This is where I (try to) explain what I am trying to accomplish.
Edit (Added GitHub): https://github.com/olutmatkaijian/LumaFlow/tree/master - this is an older version of the repository. I have a separate Gitea instance up and running. Probably the one on Github doesn't work as intended (yet), but alas, I have a headache because my upstairs neighbors kept running loud music until midnight.
History
Currently writing my M.Sc. Thesis. However, to do so I needed a simulation software. That's where the trouble started anyways - I don't have access to Aspen since it's so expensive. So I looked for alternatives. And one such alternative is DWSIM.

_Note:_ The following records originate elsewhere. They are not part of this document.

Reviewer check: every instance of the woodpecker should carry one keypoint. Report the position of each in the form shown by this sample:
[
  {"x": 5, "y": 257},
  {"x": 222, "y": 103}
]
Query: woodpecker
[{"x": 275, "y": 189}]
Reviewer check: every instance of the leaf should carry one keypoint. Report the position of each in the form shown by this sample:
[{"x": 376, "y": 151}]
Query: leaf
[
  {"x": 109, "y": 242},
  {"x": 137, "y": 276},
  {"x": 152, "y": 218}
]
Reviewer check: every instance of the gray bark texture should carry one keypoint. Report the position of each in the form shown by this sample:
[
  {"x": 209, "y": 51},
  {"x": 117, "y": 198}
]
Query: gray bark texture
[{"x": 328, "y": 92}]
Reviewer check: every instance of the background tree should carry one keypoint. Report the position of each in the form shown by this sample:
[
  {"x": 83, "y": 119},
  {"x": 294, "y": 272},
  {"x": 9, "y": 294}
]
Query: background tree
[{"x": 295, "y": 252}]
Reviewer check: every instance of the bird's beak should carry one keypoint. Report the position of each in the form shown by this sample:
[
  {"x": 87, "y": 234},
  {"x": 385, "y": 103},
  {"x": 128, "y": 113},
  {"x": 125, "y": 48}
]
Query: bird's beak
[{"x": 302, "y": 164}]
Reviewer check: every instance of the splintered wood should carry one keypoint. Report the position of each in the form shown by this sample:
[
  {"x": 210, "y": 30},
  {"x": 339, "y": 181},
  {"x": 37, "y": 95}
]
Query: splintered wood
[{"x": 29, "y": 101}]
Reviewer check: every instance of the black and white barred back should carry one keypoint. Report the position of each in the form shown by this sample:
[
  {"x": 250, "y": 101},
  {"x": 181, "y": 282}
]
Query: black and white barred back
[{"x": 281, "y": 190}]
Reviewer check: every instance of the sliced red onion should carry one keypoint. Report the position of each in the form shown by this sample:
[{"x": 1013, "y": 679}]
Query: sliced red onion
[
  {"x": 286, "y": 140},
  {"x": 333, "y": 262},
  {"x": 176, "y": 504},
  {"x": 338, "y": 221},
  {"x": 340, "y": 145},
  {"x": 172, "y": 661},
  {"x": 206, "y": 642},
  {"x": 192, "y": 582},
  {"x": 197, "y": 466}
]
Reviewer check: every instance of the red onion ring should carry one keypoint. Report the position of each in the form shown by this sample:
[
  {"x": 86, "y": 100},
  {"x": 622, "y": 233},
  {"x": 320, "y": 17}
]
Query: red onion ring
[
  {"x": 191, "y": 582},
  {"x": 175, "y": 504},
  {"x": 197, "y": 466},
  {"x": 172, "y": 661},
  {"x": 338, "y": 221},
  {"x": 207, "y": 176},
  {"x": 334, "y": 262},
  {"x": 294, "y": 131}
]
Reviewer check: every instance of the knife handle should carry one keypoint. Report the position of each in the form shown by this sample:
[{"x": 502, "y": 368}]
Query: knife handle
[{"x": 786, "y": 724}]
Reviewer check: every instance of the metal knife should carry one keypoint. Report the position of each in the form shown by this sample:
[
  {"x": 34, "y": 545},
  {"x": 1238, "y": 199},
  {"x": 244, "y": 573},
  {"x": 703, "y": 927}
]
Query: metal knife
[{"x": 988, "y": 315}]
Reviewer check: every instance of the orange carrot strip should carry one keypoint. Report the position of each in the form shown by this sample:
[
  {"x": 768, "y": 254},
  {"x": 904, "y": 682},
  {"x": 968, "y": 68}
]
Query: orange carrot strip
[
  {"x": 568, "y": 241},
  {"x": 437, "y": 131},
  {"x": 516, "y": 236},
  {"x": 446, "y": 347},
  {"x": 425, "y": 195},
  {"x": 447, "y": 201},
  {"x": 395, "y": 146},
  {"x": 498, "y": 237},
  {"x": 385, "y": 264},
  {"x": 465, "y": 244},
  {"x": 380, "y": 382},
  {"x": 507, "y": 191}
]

Now don't get me wrong. DWSIM is a pretty awesome piece of software and I am very grateful to the developer for making such an awesome software available as open source. However, DWSIM does not allow for collaborative editing - Simulate365 does, as far as I could tell. The problem with Simulate365 being it's very expensive!
Then there's the issue with software for drawing Process Flow Diagrams (PFDs). The best one, in my opinion, is hands down draw.io - which allows for a Desktop version which is awesome, especially for confidential stuff...Now, technically I think draw.io is open source and there could be a way to set it up on ones own server, but a quick glance at the github repository revealed Java. So I closed that tab quickly.
So: I need a flowsheet software that is collaborative and allows me to attach scripts to nodes.
Inception
It quickly became apparent that what I wanted was a collaborative flow-sheet designer. The problem being, it's either not possible to host them oneself, or it is not possible to attach scripts to nodes.
Then I thought to myself one day: Why not ask an AI? So I did, but it didn't give me any good answers. Didn't suggest any software that would satisfy my needs, anyways.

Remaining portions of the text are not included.